После того вечера, когда отец Уилфрид за ужином читал нам наставления в отношении Билли Таппера, он как-то странно и необъяснимо изменился. Мы отнесли это на счет его возраста, в конце концов, поездка из Лондона была долгой, да еще такая нагрузка — утешать прихожан во время напряженной недели молитв и раздумий. Этого хватило бы, чтобы утомить и человека вдвое моложе его. Он устал. Вот и все.
Однако тот самый исключительный нюх на истинную суть вещей подсказывал мне, что дело здесь намного серьезнее. Что-то явно было не так.
После того как тема, связанная с Билли, полностью была исчерпана и все перебрались в гостиную, он ушел пройтись по берегу, а когда вернулся, это был совсем другой человек. Отрешенный. Как будто чем-то сраженный. Он довольно неубедительно пожаловался на расстройство желудка и пошел прилечь. Запирая за собой дверь, священник как-то очень громко щелкнул запором. Через некоторое время из его комнаты послышались звуки. Это были рыдания. Я никогда прежде не слышал, чтобы мужчина рыдал, за исключением одного случая, но то был один из опустившихся на дно работяг, что раз в две недели приходили мастерить поделки с Матерью и другими дамами. А сейчас в этих звуках, доносившихся из-за закрытой двери, слышались страх и отчаяние.
На следующее утро, когда отец Уилфрид наконец встал, взлохмаченный и все такой же взвинченный, он пробормотал что-то насчет моря и ушел, прихватив с собой камеру, прежде чем кто-то успел спросить, в чем дело. Такая поспешность была совсем не в духе священника. И спать так долго он не привык. Отец Уилфрид был сам не свой.
Все долго смотрели, как священник идет по дороге, и решили, что лучше всего будет поскорее уехать отсюда. Без сомнения, оказавшись снова в Сент-Джуд, он быстро придет в себя.
Но и дома раздражение отца Уилфрида едва ли прошло. В проповедях он, казалось, старался более, чем обычно, делать упор на вездесущем зле, а при упоминании о паломничестве лицо его темнело и он впадал в состояние тревоги.

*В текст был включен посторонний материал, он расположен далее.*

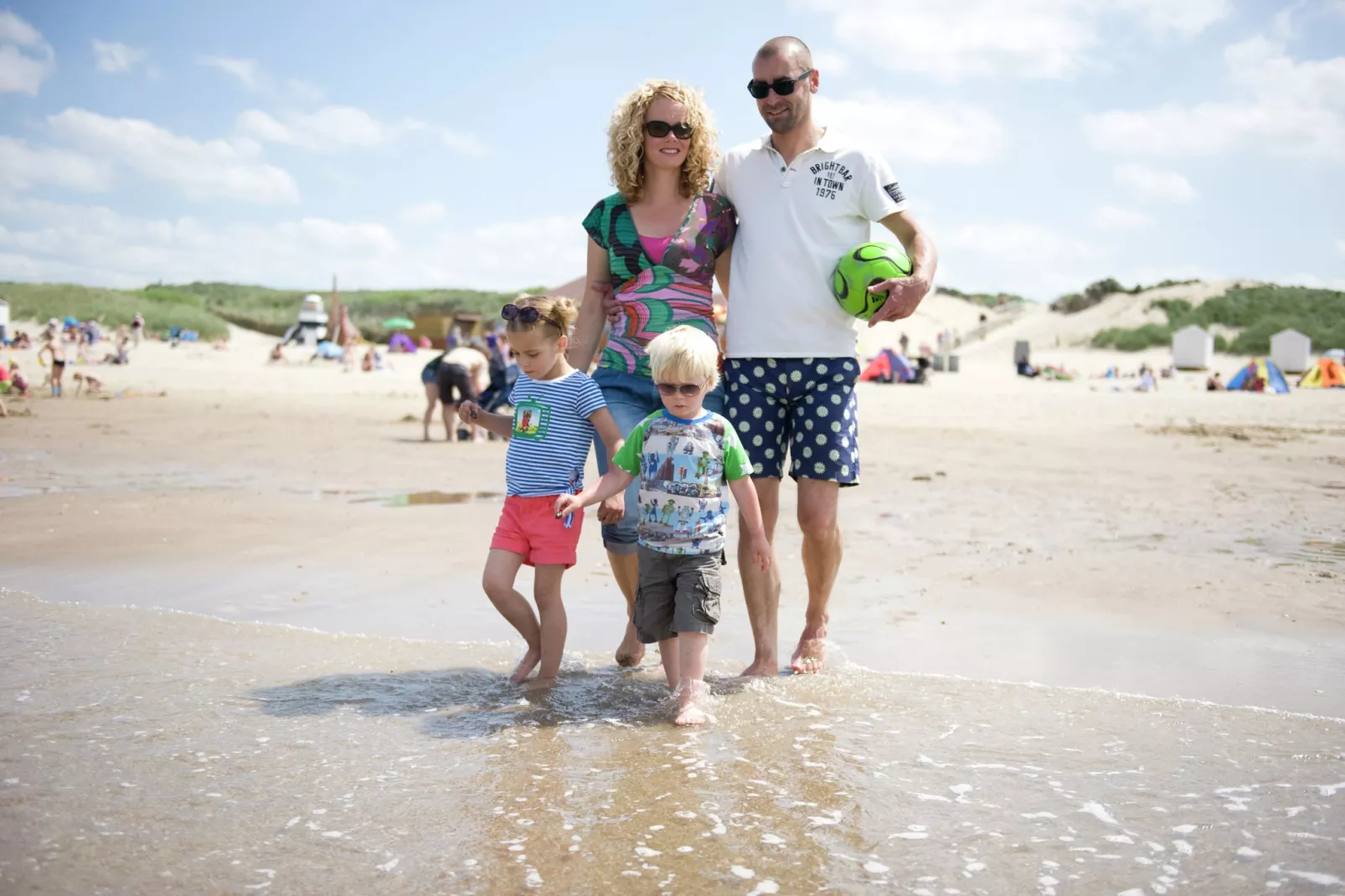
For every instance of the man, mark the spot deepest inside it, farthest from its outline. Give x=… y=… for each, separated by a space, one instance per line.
x=805 y=195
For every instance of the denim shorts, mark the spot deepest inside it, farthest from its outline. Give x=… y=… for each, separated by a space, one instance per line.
x=631 y=399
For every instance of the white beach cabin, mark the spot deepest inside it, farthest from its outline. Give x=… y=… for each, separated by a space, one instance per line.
x=1193 y=348
x=1290 y=350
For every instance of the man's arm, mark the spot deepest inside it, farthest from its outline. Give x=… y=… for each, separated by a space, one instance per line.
x=588 y=326
x=904 y=294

Через какое-то время все перестали заговаривать о поездке в Лоуни. Когда-то мы туда ездили, вот и все.
Заботы захлестнули нас, и мы забыли о Лоуни вплоть до 1976 года, когда отец Уилфрид внезапно умер на Новый год. На его место в Сент-Джуд перевели отца Бернарда МакГилла, священника одного из неблагополучных приходов в Нью-Кросс.
После мессы по случаю вступления в должность отца Бернарда, во время которой епископ представил его пастве, на лужайке рядом с будущим домом было устроено чаепитие с пирожными, во время которого новый священник мог пообщаться с прихожанами в менее формальной обстановке.
Он сразу же расположил к себе людей и, как казалось, чувствовал себя непринужденно. Было в новом священнике какое-то обаяние, он умел расположить к себе людей, и тогда старички вокруг смеются, а женщины начинают прихорашиваются, не отдавая себе в том отчета.